Claim 28 is limited to a dehydrogenase that ... "has a molecular weight of about 36,000 
Da when determined by sodium dodecyl sulfate-polyacrylamide gel electrophoresis and about 
76,000 Da when determined by gel filtration." At page 269, column 2, under the heading 
"Molecular mass," Heidlas discloses a dehydrogenase having a molecular weight of about 
"140,000" by gel filtration, clearly distinguishing the dehydrogenase of the cited reference 
from the dehydrogenase of claim 28. 

In view of the new claims and in light of the above discussion, Applicants submit that 
the cited reference fails to anticipate each and every element of the claimed invention. 

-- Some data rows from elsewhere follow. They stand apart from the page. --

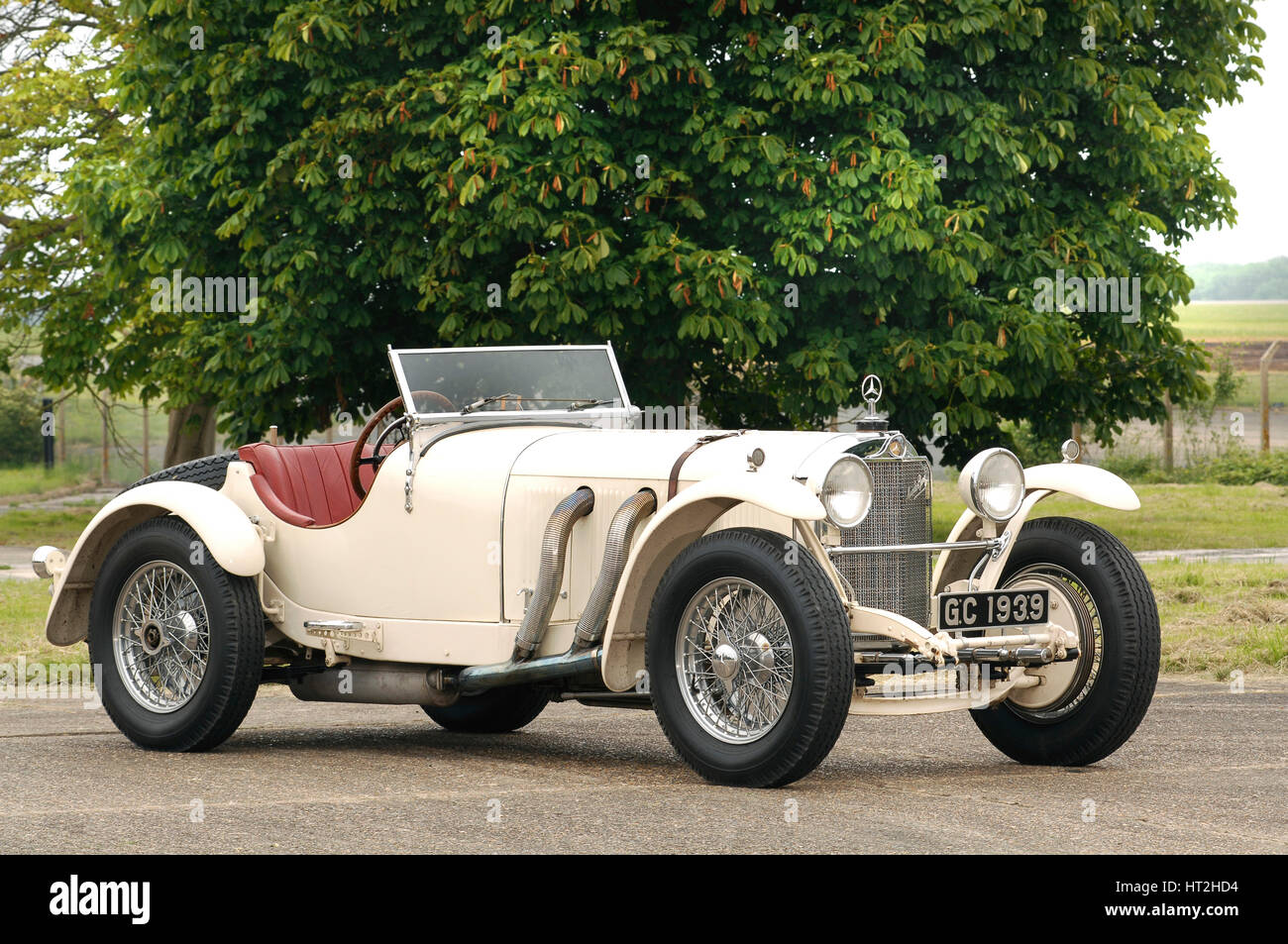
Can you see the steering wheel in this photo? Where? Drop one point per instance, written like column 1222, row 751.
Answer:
column 389, row 437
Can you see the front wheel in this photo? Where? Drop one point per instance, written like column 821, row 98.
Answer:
column 494, row 711
column 748, row 659
column 1083, row 710
column 178, row 640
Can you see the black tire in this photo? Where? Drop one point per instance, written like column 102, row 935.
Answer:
column 210, row 472
column 490, row 712
column 822, row 682
column 1117, row 672
column 236, row 642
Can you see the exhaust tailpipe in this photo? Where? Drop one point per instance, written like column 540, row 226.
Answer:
column 554, row 549
column 593, row 618
column 374, row 682
column 561, row 668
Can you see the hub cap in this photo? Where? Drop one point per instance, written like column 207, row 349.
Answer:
column 161, row 636
column 733, row 660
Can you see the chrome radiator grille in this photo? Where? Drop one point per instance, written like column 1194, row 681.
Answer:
column 901, row 514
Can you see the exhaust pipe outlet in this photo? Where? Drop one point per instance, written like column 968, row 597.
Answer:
column 561, row 668
column 593, row 618
column 381, row 682
column 554, row 549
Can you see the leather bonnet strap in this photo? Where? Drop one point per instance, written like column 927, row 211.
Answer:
column 674, row 483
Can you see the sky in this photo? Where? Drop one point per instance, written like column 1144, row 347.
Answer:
column 1248, row 140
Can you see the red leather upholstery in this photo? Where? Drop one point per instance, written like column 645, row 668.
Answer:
column 307, row 485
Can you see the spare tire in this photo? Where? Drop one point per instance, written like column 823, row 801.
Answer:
column 210, row 472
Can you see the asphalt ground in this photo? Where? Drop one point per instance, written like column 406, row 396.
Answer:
column 1205, row 773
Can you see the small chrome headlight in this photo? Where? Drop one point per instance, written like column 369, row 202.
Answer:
column 846, row 493
column 992, row 484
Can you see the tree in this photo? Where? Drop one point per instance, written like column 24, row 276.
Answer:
column 56, row 111
column 756, row 202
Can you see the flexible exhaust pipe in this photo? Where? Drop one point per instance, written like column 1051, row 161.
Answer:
column 593, row 618
column 554, row 550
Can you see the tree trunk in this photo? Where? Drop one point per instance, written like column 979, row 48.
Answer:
column 191, row 434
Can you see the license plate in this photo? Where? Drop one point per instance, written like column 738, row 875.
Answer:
column 990, row 609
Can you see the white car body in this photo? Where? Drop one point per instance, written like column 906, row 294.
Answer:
column 438, row 575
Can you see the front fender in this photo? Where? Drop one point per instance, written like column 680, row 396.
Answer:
column 682, row 522
column 1087, row 481
column 220, row 524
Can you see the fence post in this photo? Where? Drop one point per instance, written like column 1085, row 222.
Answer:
column 1265, row 394
column 103, row 468
column 147, row 455
column 47, row 429
column 1168, row 432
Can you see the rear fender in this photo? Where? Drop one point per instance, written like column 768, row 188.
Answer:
column 224, row 531
column 682, row 522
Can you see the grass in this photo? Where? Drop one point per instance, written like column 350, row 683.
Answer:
column 22, row 625
column 1216, row 618
column 1234, row 321
column 1248, row 395
column 1222, row 617
column 34, row 479
column 1172, row 517
column 35, row 527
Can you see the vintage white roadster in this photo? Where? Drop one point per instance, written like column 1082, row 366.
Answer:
column 503, row 535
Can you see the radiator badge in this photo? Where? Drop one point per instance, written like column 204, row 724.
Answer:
column 871, row 389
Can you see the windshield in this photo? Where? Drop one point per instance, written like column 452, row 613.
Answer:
column 472, row 380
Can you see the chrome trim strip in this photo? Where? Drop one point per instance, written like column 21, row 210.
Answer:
column 990, row 544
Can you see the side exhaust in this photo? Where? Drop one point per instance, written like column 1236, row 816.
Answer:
column 554, row 550
column 585, row 656
column 593, row 618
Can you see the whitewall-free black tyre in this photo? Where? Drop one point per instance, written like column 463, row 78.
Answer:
column 748, row 659
column 176, row 640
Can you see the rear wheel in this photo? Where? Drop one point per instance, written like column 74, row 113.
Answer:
column 490, row 712
column 748, row 660
column 209, row 472
column 178, row 640
column 1083, row 710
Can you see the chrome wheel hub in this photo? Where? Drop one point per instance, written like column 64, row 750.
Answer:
column 733, row 660
column 161, row 636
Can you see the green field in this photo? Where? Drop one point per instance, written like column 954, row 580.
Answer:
column 34, row 527
column 1248, row 395
column 1234, row 321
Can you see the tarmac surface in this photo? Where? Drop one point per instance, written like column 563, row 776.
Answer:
column 1206, row 773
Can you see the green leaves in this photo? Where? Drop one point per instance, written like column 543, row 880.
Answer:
column 752, row 222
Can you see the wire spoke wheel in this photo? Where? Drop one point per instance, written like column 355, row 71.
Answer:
column 161, row 636
column 1065, row 684
column 733, row 659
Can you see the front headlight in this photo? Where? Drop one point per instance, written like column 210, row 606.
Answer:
column 846, row 493
column 992, row 484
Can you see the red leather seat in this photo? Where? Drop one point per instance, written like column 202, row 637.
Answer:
column 307, row 485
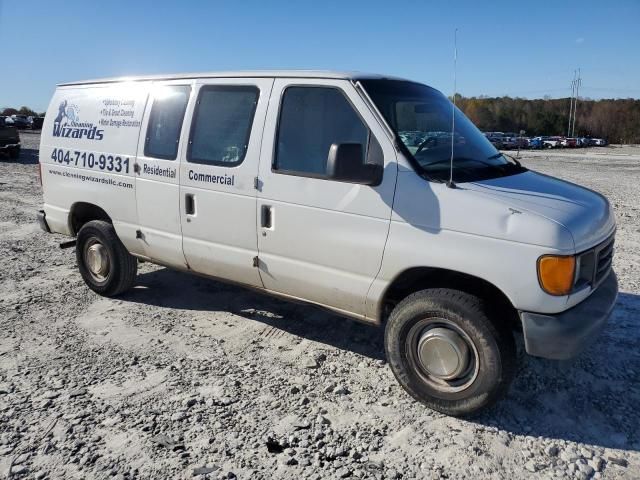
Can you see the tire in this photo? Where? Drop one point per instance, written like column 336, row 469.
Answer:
column 490, row 362
column 104, row 263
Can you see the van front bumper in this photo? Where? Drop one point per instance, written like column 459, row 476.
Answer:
column 565, row 335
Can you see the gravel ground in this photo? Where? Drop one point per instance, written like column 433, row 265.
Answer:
column 187, row 377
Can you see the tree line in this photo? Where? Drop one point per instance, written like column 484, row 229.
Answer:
column 617, row 121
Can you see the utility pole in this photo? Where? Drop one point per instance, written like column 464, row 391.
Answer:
column 573, row 89
column 575, row 106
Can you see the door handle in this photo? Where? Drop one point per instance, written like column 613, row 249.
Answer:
column 266, row 216
column 190, row 204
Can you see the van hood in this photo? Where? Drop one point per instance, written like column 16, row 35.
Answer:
column 586, row 215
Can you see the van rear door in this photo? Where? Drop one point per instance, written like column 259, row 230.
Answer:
column 217, row 177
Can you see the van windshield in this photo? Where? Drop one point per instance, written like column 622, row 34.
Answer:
column 421, row 118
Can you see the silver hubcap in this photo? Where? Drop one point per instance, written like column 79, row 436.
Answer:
column 443, row 353
column 97, row 260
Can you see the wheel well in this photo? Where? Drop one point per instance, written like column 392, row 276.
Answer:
column 421, row 278
column 82, row 213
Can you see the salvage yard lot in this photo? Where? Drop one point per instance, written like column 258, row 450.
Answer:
column 185, row 376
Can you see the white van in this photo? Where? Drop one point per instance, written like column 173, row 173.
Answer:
column 347, row 191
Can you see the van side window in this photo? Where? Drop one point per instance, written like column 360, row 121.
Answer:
column 165, row 121
column 222, row 124
column 311, row 119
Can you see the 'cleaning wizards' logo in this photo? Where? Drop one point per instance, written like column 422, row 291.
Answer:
column 67, row 124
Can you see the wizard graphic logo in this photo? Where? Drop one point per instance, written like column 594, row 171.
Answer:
column 67, row 124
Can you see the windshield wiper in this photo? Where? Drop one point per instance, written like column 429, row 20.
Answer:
column 500, row 154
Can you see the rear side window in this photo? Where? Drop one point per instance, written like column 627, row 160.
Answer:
column 165, row 121
column 222, row 124
column 311, row 119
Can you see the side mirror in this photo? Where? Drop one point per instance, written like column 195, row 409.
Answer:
column 346, row 163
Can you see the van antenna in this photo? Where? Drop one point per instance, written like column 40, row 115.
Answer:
column 450, row 183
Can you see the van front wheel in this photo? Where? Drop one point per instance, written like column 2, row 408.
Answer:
column 104, row 263
column 446, row 353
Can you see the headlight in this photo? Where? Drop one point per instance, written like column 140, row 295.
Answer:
column 556, row 274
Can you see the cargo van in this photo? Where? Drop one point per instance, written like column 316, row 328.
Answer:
column 368, row 195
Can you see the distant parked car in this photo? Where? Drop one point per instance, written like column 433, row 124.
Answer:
column 551, row 142
column 536, row 143
column 36, row 123
column 509, row 143
column 569, row 142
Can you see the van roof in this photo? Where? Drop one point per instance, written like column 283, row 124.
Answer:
column 240, row 74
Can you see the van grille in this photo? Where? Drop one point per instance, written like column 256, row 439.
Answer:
column 595, row 264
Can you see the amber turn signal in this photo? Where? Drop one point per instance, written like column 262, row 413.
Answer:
column 556, row 274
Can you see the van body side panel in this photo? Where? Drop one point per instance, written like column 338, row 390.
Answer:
column 326, row 238
column 158, row 186
column 87, row 151
column 219, row 236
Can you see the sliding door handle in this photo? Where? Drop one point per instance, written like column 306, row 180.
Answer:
column 190, row 204
column 266, row 216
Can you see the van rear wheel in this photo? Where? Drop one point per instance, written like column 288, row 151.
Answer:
column 104, row 263
column 446, row 353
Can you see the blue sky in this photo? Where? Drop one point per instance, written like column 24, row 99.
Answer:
column 504, row 48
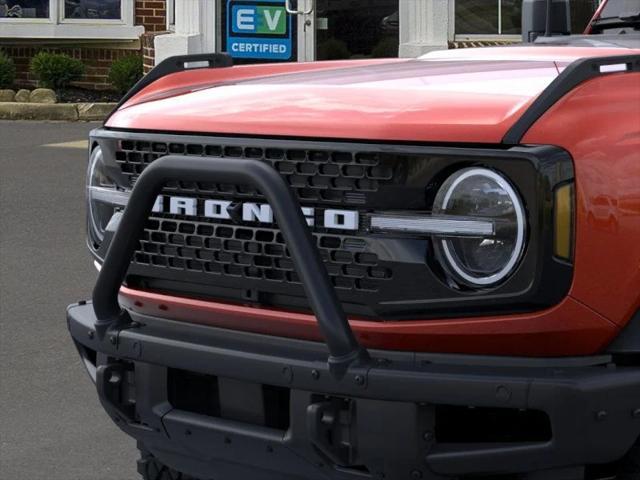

V. PROVISIONAL OBVIOUSNESS-TYPE DOUBLE PATENTING 

Claims 1 and 8 stand provisionally rejected under the judicially created doctrine of 
obviousness-type double patenting as allegedly unpatentable over claims 1 and 3-4 of co-pending 
Application No. 10/147,003 ('003). Applicants believe that this rejection is moot in view of the 
cancellation of claims 1 and 8. It is further believed that the claims pending in the present 
application are patentably distinct from those of the '003 co-pending application because the 
sequences (both nucleic acid and amino acid) claimed in the present application do not 
encompass the sequences claimed in the '003 application. For example, the homology between 
SEQ ID NO:l of the present invention and the SEQ ID NO:l of the '003 application (see page 
16 of the '003 specification) is only about 4% (see Appendix B, part 2). The homology between 
SEQ ID NO:2 of the invention and the SEQ ID NO:2 of '003 at page 16 is also very low (only 
53%) (see Appendix B, part 3).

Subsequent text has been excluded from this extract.